Fate sits upon the steed
Behind the soul whose passion holds the reins;
Ai me! ai me!
Better the bending reed,
When the gods thunder, than the oaks and planes.
The reed remains, when their proud strength is shattered.

468

Ai me! ai me!
There's madness in the cup
Which jealous wrath mingles in hellish spite;
Ai me! ai me!
And when we hold it up,
It laughs and lightens gaily to the sight,
Yet in its might the might of man shall perish.

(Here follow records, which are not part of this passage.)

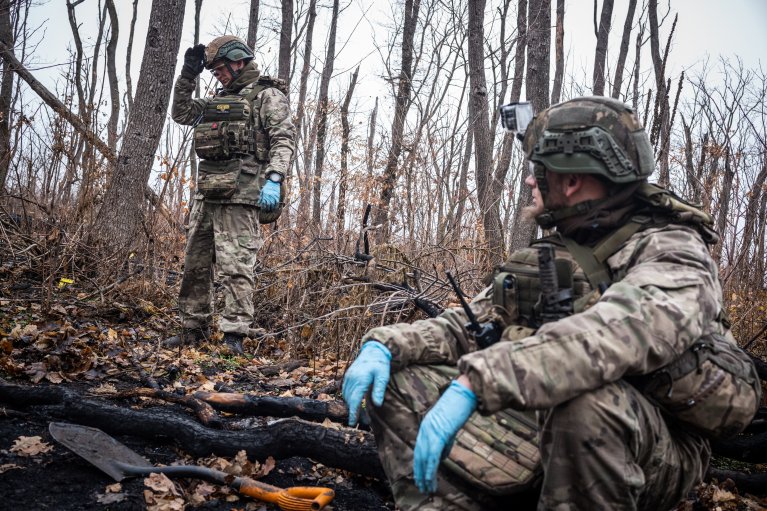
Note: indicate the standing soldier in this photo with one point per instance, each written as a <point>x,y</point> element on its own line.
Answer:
<point>608,360</point>
<point>245,138</point>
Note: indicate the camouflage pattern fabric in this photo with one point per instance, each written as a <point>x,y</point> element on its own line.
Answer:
<point>610,448</point>
<point>225,239</point>
<point>669,296</point>
<point>272,122</point>
<point>410,394</point>
<point>225,235</point>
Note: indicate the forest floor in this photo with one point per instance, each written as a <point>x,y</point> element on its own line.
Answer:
<point>105,351</point>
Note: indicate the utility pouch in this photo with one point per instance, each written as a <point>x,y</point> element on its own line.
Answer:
<point>268,217</point>
<point>218,179</point>
<point>225,131</point>
<point>712,387</point>
<point>498,454</point>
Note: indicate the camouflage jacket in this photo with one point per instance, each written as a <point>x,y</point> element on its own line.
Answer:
<point>273,111</point>
<point>669,297</point>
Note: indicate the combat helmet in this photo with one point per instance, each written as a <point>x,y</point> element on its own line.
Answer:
<point>589,135</point>
<point>228,48</point>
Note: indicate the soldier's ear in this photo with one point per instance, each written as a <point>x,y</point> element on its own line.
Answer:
<point>571,184</point>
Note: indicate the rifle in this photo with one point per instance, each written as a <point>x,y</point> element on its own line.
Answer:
<point>554,303</point>
<point>485,334</point>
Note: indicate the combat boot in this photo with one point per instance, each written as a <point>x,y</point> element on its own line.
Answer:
<point>233,342</point>
<point>187,337</point>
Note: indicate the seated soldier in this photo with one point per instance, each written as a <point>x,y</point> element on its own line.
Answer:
<point>636,291</point>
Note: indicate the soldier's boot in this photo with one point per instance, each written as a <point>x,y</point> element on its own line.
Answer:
<point>187,337</point>
<point>233,343</point>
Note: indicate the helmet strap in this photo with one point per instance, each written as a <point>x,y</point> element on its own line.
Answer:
<point>549,218</point>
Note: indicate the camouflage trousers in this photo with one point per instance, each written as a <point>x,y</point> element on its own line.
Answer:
<point>606,449</point>
<point>223,240</point>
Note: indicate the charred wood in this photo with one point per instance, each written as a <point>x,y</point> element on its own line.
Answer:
<point>308,409</point>
<point>343,448</point>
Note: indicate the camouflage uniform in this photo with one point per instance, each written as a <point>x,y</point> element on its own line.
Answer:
<point>602,442</point>
<point>225,234</point>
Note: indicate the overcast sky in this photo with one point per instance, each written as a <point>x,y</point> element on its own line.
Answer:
<point>706,29</point>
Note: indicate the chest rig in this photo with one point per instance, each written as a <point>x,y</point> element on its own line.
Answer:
<point>712,388</point>
<point>229,130</point>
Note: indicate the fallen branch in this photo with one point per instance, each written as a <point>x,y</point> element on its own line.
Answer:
<point>204,411</point>
<point>308,409</point>
<point>746,483</point>
<point>275,369</point>
<point>751,449</point>
<point>343,448</point>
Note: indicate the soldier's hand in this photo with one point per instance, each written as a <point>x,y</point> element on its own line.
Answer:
<point>270,196</point>
<point>194,61</point>
<point>371,368</point>
<point>437,433</point>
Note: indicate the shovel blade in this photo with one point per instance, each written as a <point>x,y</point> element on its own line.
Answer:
<point>98,448</point>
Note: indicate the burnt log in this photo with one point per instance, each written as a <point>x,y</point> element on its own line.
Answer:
<point>308,409</point>
<point>747,448</point>
<point>746,483</point>
<point>273,370</point>
<point>203,410</point>
<point>344,448</point>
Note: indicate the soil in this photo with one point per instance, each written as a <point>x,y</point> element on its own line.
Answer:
<point>60,480</point>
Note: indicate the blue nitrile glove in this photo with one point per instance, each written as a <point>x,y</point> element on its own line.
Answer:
<point>371,367</point>
<point>270,196</point>
<point>437,432</point>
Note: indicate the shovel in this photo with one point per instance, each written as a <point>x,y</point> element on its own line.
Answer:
<point>120,462</point>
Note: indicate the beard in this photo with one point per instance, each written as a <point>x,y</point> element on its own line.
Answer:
<point>555,199</point>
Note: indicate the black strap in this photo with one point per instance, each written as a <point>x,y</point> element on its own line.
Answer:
<point>592,260</point>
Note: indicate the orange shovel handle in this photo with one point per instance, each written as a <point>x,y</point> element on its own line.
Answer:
<point>296,498</point>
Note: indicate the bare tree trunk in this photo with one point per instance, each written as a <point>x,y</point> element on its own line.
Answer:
<point>286,38</point>
<point>724,202</point>
<point>402,104</point>
<point>623,52</point>
<point>600,54</point>
<point>371,137</point>
<point>253,24</point>
<point>463,191</point>
<point>751,222</point>
<point>537,85</point>
<point>519,55</point>
<point>322,117</point>
<point>6,92</point>
<point>479,122</point>
<point>51,100</point>
<point>128,54</point>
<point>559,54</point>
<point>304,196</point>
<point>661,129</point>
<point>119,220</point>
<point>114,90</point>
<point>345,131</point>
<point>635,95</point>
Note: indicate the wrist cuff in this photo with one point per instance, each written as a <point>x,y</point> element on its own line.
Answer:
<point>373,344</point>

SceneRoom in Cairn-Cailleach. Doris, Dr. Lorne, and Bennett.
Doris.
What would you, gentlemen? My time is brief.
You ask an interview, and fix the time,
Nor wait to know my poor convenience.
No matter. Only let us to the point
Without preliminary phrasing. My
Mare yonder waits for me, and grows impatient.

Bennett.
We have a little business—

Doris.
Business! Oh!
Here is my factor coming, and he does
All business for me.
Enter Factor.
Let me introduce you.

Bennett.
Happy to know the gentleman; but we
Crave audience of yourself for this affair,
Which he can scarcely order, not at least
Till you shall give him your authority
Express. Yet it is well he should be here
To counsel you.

Dr. Lorne.
Miss Cattanach, of course
You got the papers which I forwarded,
And so far are prepared for us.

Doris.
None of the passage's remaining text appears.